El señor Morgan parecía ser el presidente de
la compañía aérea.
Jill colgó y exclamó:
—¡Bueno! Ahora me siento mejor. Entonces fue
cuando entró mamá con el fusil en la mano. Jill le dijo:
—Señora Howell, lo siento, pero Dave ha
telefoneado al sheriff. Si me mata, tendrá que pasar veinte años en
Marysville. Así, pues, mejor será que no lo intente.
—Nadie ha pensado en matarte —le dije yo,
casi amablemente.
Ya empezaba yo a hartarme de algo de lo que
ella no tenía pruebas, y en lo que yo no creía. Mamá no le hizo
caso y, dirigiéndose a mí, explicó:
—No he podido encontrar ni rastro de ese
dinero. No sé lo que ese tipo hizo con él, pero se le soltaría con
el empujón o con el tirón al abrirse el paracaídas. Este sí lo he
encontrado; está a orillas del río, al otro lado de la isla.
—Ese no es asunto de nuestra incumbencia,
mamá.
—¿Está segura de que no ha enconirado ese
dinero y lo ha escondido? —preguntó Jill con sarcasmo—. Ha estado
mucho rato ahí fuera.
Yo no vi que mamá hiciera gesto alguno con
el fusil; puede que sólo fuera un pensamiento que le pasó por la
cabeza. En cualquier caso, Jill se dio cuenta de ello y se encogió
de miedo en su silla.
—Dame eso —exigí a mamá alargando la mano,
pero ella retrocedió, y yo tuve que ponerme duro para que me
entregara el fusil.
—Déjame tranquila. Este fusil es mío. Me
pertenece. Tu padre me lo compró para que estuviera
protegida.
Eso era nuevo para mí; yo creía que se lo
había comprado para él.
—A quienquiera que pertenezca —le dije yo
secamente, y poniéndome ya antipático—, es una prueba de un
homicidio. Tiene que ser entregado a la policía.

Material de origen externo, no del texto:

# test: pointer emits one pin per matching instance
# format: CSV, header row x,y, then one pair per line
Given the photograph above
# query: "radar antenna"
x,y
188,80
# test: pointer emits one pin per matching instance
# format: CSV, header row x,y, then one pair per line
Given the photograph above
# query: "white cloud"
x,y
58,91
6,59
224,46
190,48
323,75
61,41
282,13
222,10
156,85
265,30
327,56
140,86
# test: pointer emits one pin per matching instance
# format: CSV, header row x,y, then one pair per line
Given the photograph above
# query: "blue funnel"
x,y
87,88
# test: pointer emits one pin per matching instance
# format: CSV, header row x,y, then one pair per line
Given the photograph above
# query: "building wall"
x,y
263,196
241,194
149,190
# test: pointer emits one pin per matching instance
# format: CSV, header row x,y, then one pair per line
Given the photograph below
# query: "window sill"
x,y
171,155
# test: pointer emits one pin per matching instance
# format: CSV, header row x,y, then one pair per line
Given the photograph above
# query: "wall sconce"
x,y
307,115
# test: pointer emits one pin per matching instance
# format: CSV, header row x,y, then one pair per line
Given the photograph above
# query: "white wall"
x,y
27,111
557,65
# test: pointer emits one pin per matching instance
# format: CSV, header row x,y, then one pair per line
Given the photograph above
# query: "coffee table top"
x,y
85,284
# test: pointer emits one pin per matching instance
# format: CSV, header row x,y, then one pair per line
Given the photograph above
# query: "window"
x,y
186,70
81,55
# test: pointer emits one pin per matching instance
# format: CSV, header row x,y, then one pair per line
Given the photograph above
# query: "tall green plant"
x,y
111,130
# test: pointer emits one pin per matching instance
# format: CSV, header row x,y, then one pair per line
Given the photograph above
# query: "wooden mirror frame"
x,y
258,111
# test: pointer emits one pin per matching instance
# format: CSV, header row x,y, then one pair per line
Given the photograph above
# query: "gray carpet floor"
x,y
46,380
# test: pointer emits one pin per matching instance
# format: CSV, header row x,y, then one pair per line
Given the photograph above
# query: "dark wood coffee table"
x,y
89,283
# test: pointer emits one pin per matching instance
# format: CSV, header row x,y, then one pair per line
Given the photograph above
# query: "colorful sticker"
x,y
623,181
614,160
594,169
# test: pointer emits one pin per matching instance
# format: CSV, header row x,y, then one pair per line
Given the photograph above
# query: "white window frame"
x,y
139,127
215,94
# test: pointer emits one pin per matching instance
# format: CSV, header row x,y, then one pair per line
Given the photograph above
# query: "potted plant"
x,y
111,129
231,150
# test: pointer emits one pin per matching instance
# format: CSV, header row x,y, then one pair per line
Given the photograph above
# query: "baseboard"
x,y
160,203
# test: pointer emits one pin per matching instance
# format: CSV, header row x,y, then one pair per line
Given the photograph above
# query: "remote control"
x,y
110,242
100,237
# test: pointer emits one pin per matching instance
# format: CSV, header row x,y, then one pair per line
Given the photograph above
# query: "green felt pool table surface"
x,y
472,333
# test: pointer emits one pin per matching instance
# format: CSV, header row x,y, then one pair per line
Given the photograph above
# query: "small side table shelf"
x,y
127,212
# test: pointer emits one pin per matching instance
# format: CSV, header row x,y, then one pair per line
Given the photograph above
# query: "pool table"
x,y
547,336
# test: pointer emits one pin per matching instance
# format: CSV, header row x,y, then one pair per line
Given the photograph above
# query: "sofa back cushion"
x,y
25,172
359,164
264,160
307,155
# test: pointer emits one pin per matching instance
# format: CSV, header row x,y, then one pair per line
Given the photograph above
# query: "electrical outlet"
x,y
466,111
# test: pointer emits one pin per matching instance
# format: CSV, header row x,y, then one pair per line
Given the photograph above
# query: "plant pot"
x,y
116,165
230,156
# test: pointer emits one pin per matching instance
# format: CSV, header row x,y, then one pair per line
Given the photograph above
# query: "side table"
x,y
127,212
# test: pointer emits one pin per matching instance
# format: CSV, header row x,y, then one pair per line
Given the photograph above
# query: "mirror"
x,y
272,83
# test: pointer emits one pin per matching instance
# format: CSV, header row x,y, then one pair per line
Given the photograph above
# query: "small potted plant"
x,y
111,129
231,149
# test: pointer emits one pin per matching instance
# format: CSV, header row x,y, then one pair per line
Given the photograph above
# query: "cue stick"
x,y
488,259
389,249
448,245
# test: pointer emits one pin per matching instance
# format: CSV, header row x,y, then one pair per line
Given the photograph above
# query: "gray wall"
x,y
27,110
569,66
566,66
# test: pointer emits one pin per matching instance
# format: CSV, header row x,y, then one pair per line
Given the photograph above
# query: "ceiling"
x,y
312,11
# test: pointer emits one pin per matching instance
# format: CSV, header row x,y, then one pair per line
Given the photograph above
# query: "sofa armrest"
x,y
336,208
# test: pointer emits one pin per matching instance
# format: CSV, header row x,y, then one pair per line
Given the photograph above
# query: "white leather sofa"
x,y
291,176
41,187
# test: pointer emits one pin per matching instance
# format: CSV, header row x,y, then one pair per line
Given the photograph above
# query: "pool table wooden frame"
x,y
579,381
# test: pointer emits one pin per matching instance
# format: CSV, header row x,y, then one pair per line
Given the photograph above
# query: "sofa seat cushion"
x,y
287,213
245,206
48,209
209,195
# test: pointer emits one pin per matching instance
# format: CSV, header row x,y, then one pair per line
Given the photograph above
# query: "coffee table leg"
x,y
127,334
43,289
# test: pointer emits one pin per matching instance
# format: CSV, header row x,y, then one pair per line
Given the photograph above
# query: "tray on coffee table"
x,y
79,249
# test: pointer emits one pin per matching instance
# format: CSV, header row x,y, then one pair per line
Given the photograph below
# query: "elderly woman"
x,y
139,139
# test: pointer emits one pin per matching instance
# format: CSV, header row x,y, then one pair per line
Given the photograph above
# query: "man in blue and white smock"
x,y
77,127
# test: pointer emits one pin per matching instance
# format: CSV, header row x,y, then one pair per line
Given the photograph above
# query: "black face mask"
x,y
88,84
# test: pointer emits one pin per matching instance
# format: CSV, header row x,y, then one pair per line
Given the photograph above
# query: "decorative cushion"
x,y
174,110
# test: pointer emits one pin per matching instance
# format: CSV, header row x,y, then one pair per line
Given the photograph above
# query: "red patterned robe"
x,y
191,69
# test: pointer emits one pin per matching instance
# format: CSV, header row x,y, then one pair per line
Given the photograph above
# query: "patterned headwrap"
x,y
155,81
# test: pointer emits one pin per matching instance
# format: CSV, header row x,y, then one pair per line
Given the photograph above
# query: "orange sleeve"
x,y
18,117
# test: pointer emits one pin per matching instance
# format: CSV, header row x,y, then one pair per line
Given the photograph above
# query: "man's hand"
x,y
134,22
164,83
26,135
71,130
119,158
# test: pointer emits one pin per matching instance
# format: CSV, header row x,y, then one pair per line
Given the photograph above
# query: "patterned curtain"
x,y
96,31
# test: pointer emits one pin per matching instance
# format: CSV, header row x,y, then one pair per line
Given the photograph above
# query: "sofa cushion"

Al final conseguí mi propósito y soltó el
arma sobre la mesa del salón, la bajita que hay frente a la
chimenea.
—Creo que ya es hora de desayunar —y
dirigiéndome a Jill le pregunté—: ¿Crees que podrás tomar algo de
alimento?
—Quisiera un poco de café, por favor.
—En seguida.
Generalmente era yo el que cocinaba, pero
esta vez llevé a mamá a la cocina para apartarla de Jill y alejarla
de aquel fusil. La cocina era eléctrica. Después de sacar la
cafetera y llenarla, abrí la puerta inferior del armario y extraje
la sartén que yo utilizaba para frituras. Era de acero inoxidable,
de cinco por seis centímetros, con orificios en el borde. La compré
en un mercadillo de lance. No sé de qué habría formado parte; quizá
del suelo de un camión. Mas yo, en cuanto la hube engrasado, la
consideré perfecta para frutos de sartén y otras frituras. Aquella
mañana la unté y corté el maíz de las mazorcas, y empecé por freír
el tocino en otra sartén de mango largo. En cuanto la cafetera
empezó a silbar, preparé el café y lo llevé al salón en una
bandeja, con una servilleta, azúcar y crema. Todo muy bien
presentado. Mamá no se molestó en ocultar su disgusto. Puse todo
sobre la mesa, frente a Jill, que echó en la taza cuatro terrones
de azúcar y un poco de crema y empezó a tragar, titubeando de vez
en cuando porque el café estaba muy caliente. De pronto, me pareció
una chiquilla medio muerta de hambre, y el corazón me dio un salto.
Me apresuré a prepararle zumo de naranja, huevos, tocino y frutos
de sartén. Yo comí con Jill mientras mamá lo hacía en la cocina. De
vez en cuando, yo acariciaba su fuerte manita y ella me acariciaba
la mejilla. Ya me disponía a fregar los platos cuando sonó el
timbre de la puerta. Abrí, y allí estaban los policías.